Türkiye de siyasetin toplumdan bağımsız yapılamayacağı görüldü. Artık sadece İstanbul un değil Kürt, Türkmen, Laz, Ermeni, Çerkez, Mehelimi, Arap, Süryani Asuri seçimidir.
Colemerglilerden (Hakkari) ‘PeKeKe’ sözünü kullandıklarında başlarına neler geldiğini anlatan, insanın kanını donduran tanıklar var. JİTEM Kentin tüm sokaklarının giriş ve çıkışlarını zırhlı araçlarla kapatır, akşam evine dönen herkese bir soru sorar ‘Apo’nun partisinin adı nedir?’, ‘Pekeke’ diye yanıt verdiklerinde anında infaz eder. Sabah olunca OHAL valisi açıklama yapar, ‘dün gece kent merkezinde saldırıya geçen teröristler etkisiz hale getirildi’. PKK ve Kürdistan dediği için on binlerce insan binlerce yıl hapis cezası alır, kitle iletişim araçları kapatılır, yasaklanır ama Binali Yıldırım gelir Amed’e, kullanır.

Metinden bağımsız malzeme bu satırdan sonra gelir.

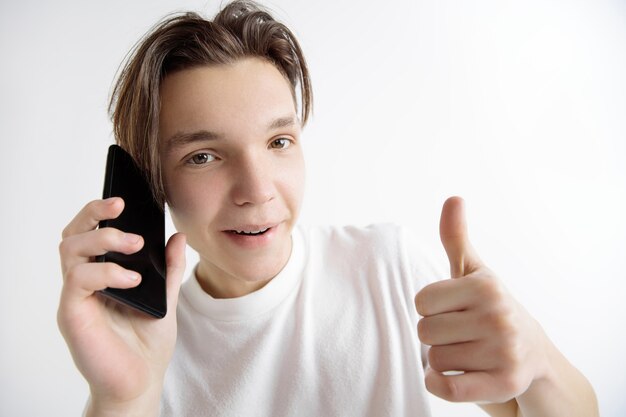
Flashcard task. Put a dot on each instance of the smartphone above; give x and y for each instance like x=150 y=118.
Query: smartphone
x=142 y=215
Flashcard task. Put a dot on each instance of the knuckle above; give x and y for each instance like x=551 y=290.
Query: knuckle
x=511 y=383
x=72 y=276
x=489 y=289
x=423 y=332
x=435 y=359
x=64 y=248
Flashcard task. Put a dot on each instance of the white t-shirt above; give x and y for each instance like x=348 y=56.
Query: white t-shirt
x=333 y=334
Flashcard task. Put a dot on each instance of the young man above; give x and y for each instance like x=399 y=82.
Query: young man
x=278 y=319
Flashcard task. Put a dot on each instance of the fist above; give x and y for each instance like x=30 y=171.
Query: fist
x=484 y=346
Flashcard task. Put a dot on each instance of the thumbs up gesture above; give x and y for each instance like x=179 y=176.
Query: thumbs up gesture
x=474 y=327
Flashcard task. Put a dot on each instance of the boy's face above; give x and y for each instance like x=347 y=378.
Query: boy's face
x=233 y=169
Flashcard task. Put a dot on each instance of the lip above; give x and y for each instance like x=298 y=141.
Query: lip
x=252 y=241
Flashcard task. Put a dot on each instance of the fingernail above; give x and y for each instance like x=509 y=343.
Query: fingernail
x=131 y=237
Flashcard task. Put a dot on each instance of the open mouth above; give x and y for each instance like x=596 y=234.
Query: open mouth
x=250 y=233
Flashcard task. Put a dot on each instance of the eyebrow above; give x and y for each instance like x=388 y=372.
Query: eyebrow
x=182 y=138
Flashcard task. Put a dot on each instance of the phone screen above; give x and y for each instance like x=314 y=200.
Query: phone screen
x=142 y=215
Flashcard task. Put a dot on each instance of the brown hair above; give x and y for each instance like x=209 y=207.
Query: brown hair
x=241 y=29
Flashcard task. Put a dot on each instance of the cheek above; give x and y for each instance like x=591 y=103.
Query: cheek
x=192 y=202
x=295 y=181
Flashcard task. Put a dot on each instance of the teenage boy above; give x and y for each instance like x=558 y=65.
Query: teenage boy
x=277 y=319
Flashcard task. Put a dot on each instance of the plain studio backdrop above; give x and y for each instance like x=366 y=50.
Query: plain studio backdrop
x=519 y=107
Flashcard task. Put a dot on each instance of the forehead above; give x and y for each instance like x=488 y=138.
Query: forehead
x=223 y=98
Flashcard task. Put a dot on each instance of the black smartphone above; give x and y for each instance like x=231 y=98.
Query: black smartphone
x=142 y=215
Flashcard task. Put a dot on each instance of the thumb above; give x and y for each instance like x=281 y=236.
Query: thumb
x=453 y=231
x=175 y=261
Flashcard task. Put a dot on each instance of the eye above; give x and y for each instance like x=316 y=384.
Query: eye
x=201 y=158
x=280 y=143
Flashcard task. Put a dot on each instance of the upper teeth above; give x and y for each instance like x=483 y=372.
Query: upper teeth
x=253 y=232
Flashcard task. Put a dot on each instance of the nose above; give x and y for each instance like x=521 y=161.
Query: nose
x=253 y=182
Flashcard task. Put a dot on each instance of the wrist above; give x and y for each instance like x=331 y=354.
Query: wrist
x=145 y=405
x=558 y=389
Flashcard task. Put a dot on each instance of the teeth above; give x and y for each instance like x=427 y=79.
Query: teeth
x=252 y=233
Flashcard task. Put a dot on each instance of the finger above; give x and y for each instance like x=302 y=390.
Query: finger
x=454 y=237
x=83 y=280
x=468 y=356
x=88 y=218
x=446 y=296
x=80 y=248
x=467 y=387
x=175 y=261
x=451 y=328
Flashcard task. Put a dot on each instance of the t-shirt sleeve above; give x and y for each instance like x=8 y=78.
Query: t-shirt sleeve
x=424 y=266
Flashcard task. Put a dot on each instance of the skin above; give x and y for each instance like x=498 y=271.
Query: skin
x=474 y=325
x=231 y=157
x=232 y=161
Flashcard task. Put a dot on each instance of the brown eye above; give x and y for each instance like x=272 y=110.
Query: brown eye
x=280 y=143
x=201 y=158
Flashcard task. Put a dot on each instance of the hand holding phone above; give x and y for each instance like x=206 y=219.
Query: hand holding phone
x=122 y=354
x=143 y=216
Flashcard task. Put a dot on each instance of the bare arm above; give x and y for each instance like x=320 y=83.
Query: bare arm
x=474 y=325
x=562 y=391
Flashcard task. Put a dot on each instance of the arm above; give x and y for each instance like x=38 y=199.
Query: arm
x=562 y=391
x=475 y=326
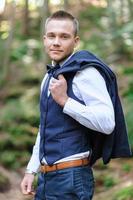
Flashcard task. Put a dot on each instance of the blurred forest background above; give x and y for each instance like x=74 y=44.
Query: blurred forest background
x=106 y=29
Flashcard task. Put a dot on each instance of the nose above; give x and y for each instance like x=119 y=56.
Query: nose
x=56 y=41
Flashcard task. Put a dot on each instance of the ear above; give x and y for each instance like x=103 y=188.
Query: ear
x=77 y=40
x=44 y=38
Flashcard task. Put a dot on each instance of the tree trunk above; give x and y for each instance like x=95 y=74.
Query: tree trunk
x=7 y=48
x=26 y=23
x=66 y=5
x=44 y=15
x=130 y=5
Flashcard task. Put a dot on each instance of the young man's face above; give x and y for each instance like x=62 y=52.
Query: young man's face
x=59 y=39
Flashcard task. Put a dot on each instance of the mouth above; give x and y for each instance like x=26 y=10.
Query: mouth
x=56 y=50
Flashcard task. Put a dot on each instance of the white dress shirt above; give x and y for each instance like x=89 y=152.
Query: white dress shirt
x=97 y=113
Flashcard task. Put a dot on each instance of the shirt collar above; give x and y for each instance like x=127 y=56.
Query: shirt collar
x=62 y=62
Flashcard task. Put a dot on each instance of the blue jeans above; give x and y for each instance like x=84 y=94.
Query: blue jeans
x=75 y=183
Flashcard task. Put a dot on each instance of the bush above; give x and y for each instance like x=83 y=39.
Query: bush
x=124 y=194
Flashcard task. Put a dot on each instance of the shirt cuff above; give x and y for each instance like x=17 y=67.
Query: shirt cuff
x=71 y=107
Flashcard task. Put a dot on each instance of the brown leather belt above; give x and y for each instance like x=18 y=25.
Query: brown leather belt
x=63 y=165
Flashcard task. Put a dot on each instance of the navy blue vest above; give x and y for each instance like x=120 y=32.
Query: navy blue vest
x=63 y=136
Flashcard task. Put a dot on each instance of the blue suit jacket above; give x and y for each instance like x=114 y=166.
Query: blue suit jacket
x=116 y=144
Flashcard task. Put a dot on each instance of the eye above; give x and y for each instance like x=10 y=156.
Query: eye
x=50 y=36
x=65 y=36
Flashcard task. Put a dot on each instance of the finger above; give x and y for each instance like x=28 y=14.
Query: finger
x=29 y=189
x=61 y=77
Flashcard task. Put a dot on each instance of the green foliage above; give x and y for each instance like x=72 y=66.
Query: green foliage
x=109 y=181
x=124 y=194
x=127 y=167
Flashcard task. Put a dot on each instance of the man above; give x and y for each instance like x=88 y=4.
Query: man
x=78 y=124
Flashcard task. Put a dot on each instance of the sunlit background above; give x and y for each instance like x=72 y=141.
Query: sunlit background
x=106 y=29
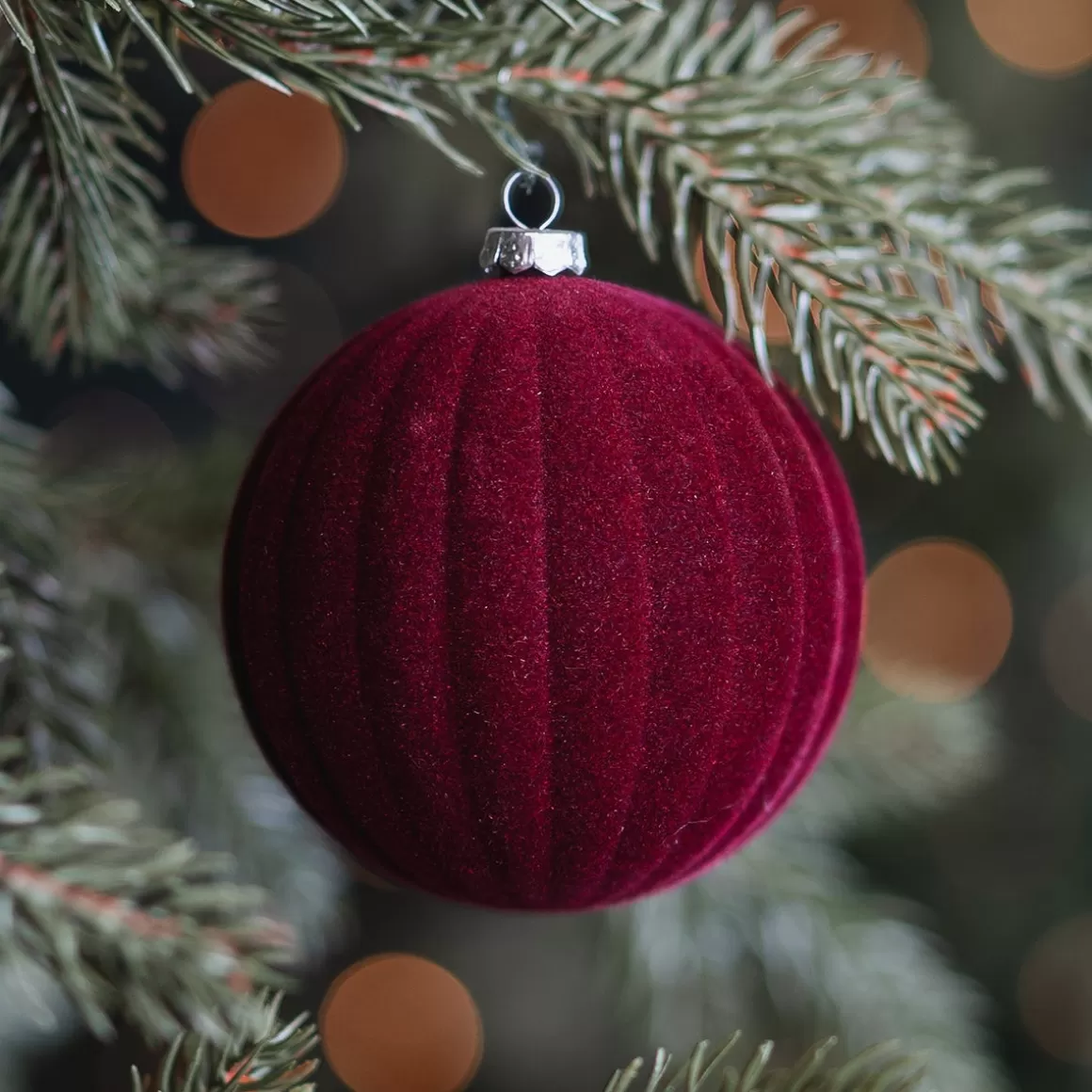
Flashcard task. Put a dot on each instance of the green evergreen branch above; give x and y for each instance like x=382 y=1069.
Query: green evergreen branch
x=279 y=1058
x=880 y=1069
x=132 y=922
x=86 y=262
x=846 y=193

Şimdi 15,5 milyonu aşan İstanbul sokaklarında, tüm Türkiye de ve dünyada bolca PKK, Kürdistan, Kürt sözcüğü dolaşıyor. İstanbul seçimi AKP-MHP zihniyetine karşı bir seçimdir. Birlikte yaşadığı Kürde düşman, komşu Kürde dost siyasetini sürdürmeye tutunan ancak bu zihniyet olabilir.
Ama artık çok geç, asimilasyon, red ve inkar sorunu çözülecekse karşılığında oy istenmeden çözülecek. PKK lideri Sayın Öcalan’ın son görüşmede, Kuzey Suriye ve Türkiye için önerileri yeni geldi. HDP tercihini çoktan üçüncü yoldan yana yaptı, on yılların mücadele tecrübesinden yararlandı, CHP’ye oy vermek CHP’li olmak demek değil. AKP-MHP’nin seçime dayanarak toplumu ayrıştıran, çarpıştıran, “nerede bir Kürt varsa vurun politikalarına son verme referandumudur” dedi.
Kendine politika yapıyorum insani, vicdani, ahlaki, hukuki yoldayım diyen; madına yönelik taciz, tecavüze şiddete karşı mücadele ediyormuş gibi, dini istismar eden, milliyetçi, ırkçılığa karşı direniyormuş gibi yapma. Eşitlikçi, özgürlükçü demokratmışsın gibi, ana dilde eğitimi destekliyormuşsun gibi, red ve inkara karşıymışsın gibi, kolektif- şeffaf- denetime açık-katılımcıymışsın gibi yapma. ‘Yapıyormuş gibi’ değil hakikaten yap.
Çözüm çok basit, İmralı’dan bin bir direnişle 7 madde çıktı. Tarih de şahittir ki belli bir sınıfın, grubun egemenliği olan oligarşi direnişle yıkılmış, tüm siyasi ilişkilerin dini kurallara göre düzenlenip yürütüldüğü devlet ve imparatorluk olan teokrasi de yıkılmış. Tek millet, tek din, tek dil uygulamasıyla ulus devletin çöktüğü ortada, kadını yok sayanlar yok olmuşlar, o da ortadadır.
Tek bir kişinin ve farklılığın dahi dışta kalmayacağı ortak mutabakat tek çözüm olarak görünüyor. Ekrem İmamoğlu ve Binali Yıldırım’ın hiç abartıya gerek olmayan buluşması oldu. Korkularla dolu soru ve yanıtların nasıl bir irade olma sorunu olduğunu gördünüz. İstanbul seçimine üç gün kala tanımadıklarınıza ulaşın. Bu iradeyi kazanmak için mücadele etmeden olmaz ve irade kıranların kazanamayacağını tarih olarak İstanbul dinamikleri yazacak.